Schill war bereits in den 1990er-Jahren als „Richter Gnadenlos“ durch seine harten Urteile bekannt geworden. Sein stellvertretender Fraktionsvorsitzender und Büroleiter war der spätere AfD-Vorsitzende Dirk Nockemann. Auch mit der extremen Rechten hatte Schill wenig Berührungsängste: Der Eimsbüttler Fraktionsvorsitzende Christian Brandes war Mitglied der Burschenschaft Germania, als Bodyguard von Schill arbeitete u.a. der bekannte Neonazi Thomas G., der sich in der Vergangenheit im Umfeld der ANS und FAP bewegt hatte.
Als Zweiter Bürgermeister und Innensenator präsentierte sich Schill als sicherheitspolitischer Hardliner und setzte unter dem Deckmantel der Kriminalitätsbekämpfung auf eine autoritäre Politik, die sich u.a. gegen Linksalternative, Drogenkonsument*innen und Migrant*innen richtete. Die unabhängige Polizeikommission, die als Konsequenz aus dem Hamburger Polizeiskandal gebildet worden war, schaffte Schill ab.

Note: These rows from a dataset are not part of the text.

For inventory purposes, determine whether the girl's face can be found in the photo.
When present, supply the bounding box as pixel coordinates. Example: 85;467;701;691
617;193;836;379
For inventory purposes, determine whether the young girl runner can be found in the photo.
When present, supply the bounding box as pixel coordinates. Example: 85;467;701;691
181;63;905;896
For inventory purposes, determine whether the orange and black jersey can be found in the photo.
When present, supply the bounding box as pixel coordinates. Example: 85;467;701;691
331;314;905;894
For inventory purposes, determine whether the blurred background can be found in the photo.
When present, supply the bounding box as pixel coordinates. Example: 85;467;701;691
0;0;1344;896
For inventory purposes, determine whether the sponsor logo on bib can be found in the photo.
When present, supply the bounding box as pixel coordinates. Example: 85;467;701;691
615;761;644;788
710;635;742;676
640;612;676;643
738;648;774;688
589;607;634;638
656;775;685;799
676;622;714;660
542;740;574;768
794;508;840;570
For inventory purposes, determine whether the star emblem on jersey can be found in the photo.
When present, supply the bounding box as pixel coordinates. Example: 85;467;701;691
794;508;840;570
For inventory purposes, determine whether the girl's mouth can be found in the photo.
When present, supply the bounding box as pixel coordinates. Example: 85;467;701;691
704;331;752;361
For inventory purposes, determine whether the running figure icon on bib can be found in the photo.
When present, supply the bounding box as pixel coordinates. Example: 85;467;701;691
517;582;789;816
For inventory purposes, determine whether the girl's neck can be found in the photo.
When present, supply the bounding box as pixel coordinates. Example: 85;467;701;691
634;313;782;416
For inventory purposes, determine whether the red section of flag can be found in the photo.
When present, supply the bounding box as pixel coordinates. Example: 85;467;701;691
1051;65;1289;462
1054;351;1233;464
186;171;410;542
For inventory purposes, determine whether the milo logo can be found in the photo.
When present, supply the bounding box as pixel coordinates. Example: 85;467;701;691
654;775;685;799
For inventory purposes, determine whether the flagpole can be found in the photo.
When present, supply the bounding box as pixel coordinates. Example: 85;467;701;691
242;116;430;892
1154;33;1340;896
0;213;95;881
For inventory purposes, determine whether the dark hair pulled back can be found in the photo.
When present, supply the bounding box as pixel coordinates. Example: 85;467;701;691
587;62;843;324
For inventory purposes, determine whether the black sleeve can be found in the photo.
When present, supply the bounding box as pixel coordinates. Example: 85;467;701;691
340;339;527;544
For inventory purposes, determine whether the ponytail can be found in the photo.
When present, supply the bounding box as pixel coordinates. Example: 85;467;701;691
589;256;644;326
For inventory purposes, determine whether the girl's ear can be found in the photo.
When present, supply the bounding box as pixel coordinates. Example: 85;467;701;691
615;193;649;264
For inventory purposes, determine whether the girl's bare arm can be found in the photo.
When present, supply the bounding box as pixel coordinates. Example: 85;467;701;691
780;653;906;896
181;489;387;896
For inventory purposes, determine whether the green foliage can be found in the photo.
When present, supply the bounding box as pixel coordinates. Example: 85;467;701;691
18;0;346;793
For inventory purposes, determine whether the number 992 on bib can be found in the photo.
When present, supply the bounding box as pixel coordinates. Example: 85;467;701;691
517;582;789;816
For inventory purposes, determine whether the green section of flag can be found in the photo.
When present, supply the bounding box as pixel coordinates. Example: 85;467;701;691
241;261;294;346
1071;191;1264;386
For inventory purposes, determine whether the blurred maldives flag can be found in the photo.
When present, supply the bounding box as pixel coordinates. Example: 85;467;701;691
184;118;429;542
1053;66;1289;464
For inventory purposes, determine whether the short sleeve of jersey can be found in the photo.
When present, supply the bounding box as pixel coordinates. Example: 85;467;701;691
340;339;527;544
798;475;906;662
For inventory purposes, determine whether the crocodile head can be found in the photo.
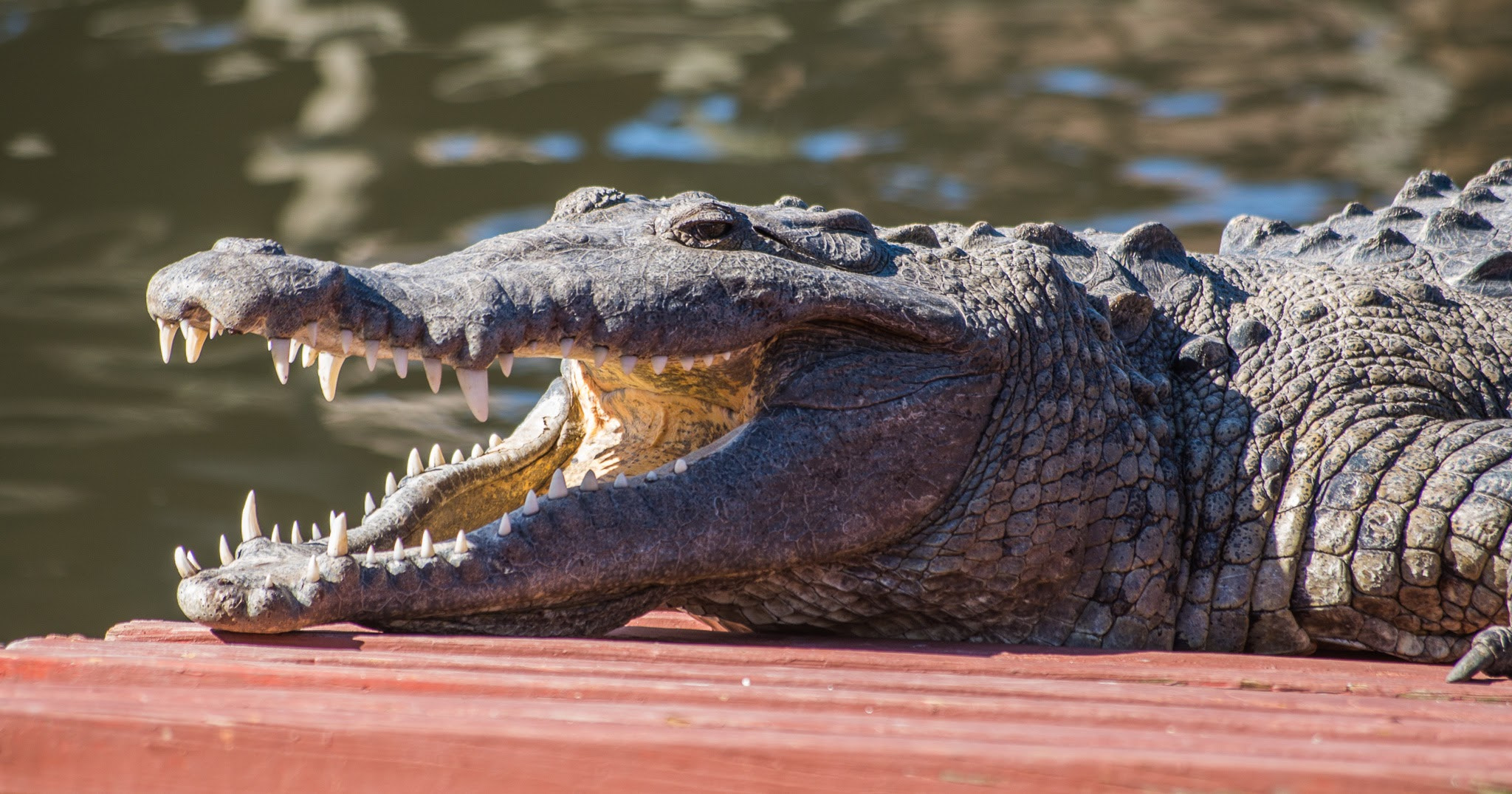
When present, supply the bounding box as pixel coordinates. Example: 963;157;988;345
147;188;1003;634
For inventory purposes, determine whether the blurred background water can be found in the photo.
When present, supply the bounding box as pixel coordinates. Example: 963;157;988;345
0;0;1512;640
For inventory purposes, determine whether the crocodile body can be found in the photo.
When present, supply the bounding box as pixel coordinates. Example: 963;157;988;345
148;160;1512;674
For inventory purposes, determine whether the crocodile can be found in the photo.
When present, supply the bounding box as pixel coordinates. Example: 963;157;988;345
147;160;1512;680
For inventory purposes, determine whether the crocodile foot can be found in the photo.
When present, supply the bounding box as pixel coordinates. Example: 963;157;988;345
1444;626;1512;684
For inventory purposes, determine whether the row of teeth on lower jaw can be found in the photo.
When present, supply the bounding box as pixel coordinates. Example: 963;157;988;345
174;456;688;585
156;318;735;422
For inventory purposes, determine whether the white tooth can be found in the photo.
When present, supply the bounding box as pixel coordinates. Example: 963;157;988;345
319;352;346;403
242;490;263;543
325;513;346;557
267;339;289;383
157;318;179;364
456;369;489;422
405;449;425;478
174;546;193;579
179;321;209;364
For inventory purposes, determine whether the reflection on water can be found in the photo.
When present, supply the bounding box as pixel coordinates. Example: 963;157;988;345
0;0;1512;640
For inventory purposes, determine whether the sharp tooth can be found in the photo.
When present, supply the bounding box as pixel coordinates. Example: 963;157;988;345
325;513;346;557
267;339;289;383
405;449;425;478
319;352;346;403
456;369;489;422
174;546;193;579
242;490;263;543
157;318;179;364
179;321;209;364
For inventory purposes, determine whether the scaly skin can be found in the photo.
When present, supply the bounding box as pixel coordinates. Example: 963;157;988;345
148;160;1512;676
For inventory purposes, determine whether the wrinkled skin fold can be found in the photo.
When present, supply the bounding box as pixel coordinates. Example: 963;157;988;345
147;162;1512;677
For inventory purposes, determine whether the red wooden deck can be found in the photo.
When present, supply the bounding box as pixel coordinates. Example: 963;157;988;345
0;612;1512;794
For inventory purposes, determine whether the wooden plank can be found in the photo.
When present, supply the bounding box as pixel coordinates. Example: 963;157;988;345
0;614;1512;793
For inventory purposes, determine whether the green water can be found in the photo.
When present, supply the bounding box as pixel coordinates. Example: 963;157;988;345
0;0;1512;640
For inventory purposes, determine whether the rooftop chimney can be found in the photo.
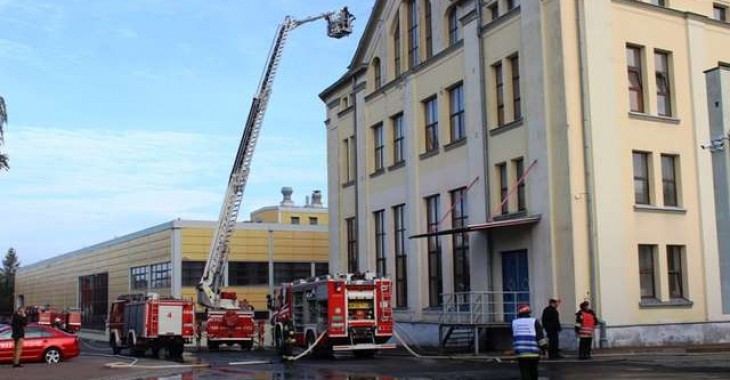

Als Innensenator setzte er auf verstärkte Polizeikontrollen im Kampf gegen die offene Drogenszene am Hauptbahnhof und eine Fortführung von Brechmitteleinsätzen gegen mutmaßliche Drogendealer*innen, selbst dann noch, als der als Achidi John bekannte Nigerianer Michael Paul Nwabuisi dabei starb. Zur Eindämmung von Jugendkriminalität setzte Schill auf die Schaffung einer geschlossenen Unterbringung. Die in der Feuerbergstraße entwickelte Einrichtung musste 2008 nach Berichten über einen skandalösen Umgang mit den Jugendlichen schließen.
Gemäß Schills Forderung, mindestens 500 Abschiebungen pro Monat durchzuführen, verschärfte die Ausländerbehörde ihre Abschiebepraxis. Selbst Kinder wurden zur Abschiebung von ihren Eltern getrennt und im Zielland in Kinderheimen untergebracht. Die Dienststelle „Ausländerbeauftragte/r des Senats“ wurde abgeschafft. Auch gegen alternative Wohnformen richtete sich die Politik des Innensenators, der sich das Ziel gesetzt hatte, die Hamburger Bauwagenplätze räumen zu lassen.
Gegen diese Innenpolitik des Senats formierte sich ein breiter gesellschaftlicher Protest. Menschen aus Kunst, Kultur, Kirche, Sport und sozialen Bewegungen organisierten vielfältige Aktionen. Ausgelöst durch die Räumung des Bauwagenplatzes Bambule demonstrierten Tausende wochenlang gegen Rechtspopulismus, Ausgrenzung und Vertreibung. Bela B. und die Band Fettes Brot rappten im Song „Tanzverbot“ gegen den „Hardcore Senator“: „Einer macht was er will, sein Name ist Schill, wir wollen, dass er seinen Job verliert“.
2003 wurde Schill nach homofeindlichen Äußerungen über den Ersten Bürgermeister als Innensenator entlassen und Anfang 2004 die Koalition mit der PRO vorzeitig beendet. Schill verließ daraufhin Deutschland und zog nach Brasilien, wo er vor allem durch Drogenskandale und die Teilnahme an Realityshows wie Big Brother auf sich aufmerksam machte.